それは、ノミとマダニに対する効果の持続期間が必ずしも同じではないという点です。
たとえば、ノミには2か月間効果があるけれど、マダニには1か月ほどしか持続しないタイプの製品もあります。使用する薬によって差があるため、「まだ効果があると思っていたのに、マダニに嚙まれてしまった」ということにもなりかねません。

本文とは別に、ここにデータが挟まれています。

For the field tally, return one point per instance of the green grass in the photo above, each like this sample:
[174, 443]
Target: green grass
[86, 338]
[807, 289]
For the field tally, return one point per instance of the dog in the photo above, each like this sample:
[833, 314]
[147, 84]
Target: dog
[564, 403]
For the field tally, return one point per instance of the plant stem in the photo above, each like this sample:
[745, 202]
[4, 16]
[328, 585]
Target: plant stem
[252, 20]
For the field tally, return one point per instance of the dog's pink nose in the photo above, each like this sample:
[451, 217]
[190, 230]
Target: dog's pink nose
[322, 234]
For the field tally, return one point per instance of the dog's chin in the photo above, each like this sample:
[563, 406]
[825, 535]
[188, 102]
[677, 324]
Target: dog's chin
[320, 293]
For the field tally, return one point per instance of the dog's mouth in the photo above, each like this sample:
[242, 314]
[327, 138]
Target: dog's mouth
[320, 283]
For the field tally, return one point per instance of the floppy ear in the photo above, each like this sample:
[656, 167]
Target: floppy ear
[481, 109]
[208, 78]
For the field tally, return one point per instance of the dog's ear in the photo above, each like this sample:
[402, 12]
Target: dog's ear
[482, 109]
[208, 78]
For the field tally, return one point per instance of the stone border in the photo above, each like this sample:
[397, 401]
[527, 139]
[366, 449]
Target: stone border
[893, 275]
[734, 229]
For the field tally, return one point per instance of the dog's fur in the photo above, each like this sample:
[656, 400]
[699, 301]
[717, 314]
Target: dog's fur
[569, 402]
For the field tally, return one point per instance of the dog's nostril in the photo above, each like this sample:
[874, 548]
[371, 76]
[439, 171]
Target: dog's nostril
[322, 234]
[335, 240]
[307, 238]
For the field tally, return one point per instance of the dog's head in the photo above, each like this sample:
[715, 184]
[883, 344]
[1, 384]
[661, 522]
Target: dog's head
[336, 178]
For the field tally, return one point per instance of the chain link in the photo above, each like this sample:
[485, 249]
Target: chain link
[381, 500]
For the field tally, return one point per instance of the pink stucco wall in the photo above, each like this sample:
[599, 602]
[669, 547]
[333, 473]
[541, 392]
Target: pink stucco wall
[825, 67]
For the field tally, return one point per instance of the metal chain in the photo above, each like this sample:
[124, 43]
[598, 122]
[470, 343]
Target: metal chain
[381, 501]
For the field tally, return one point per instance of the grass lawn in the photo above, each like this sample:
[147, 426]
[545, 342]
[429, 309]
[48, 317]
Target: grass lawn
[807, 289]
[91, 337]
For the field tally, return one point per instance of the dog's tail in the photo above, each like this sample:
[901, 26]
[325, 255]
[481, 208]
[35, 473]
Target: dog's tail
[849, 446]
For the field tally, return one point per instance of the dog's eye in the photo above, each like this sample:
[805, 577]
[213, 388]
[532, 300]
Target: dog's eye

パッケージや添付文書に記載されている使用期限や効果の持続期間をよく確認しましょう。また、定期的にカレンダーなどで投薬のスケジュールを管理することも大切です。心配な場合は、かかりつけの獣医師に相談するのがおすすめです。
まとめ:自然を楽しむために、マダニ対策を忘れずに
マダニに嚙まれたらどうしたらいいのか。犬への影響はどれほどあるのか。そうした不安を減らすためにも、日頃からの予防と早めの対応が大切です。
春から秋にかけて、マダニは活発に活動します。自然を楽しむためにも、犬と一緒にお出かけする際は、必ずマダニ対策をしておきましょう。
私たちの大切な家族である犬を守るためにも、今一度、マダニの危険性と向き合ってみてください。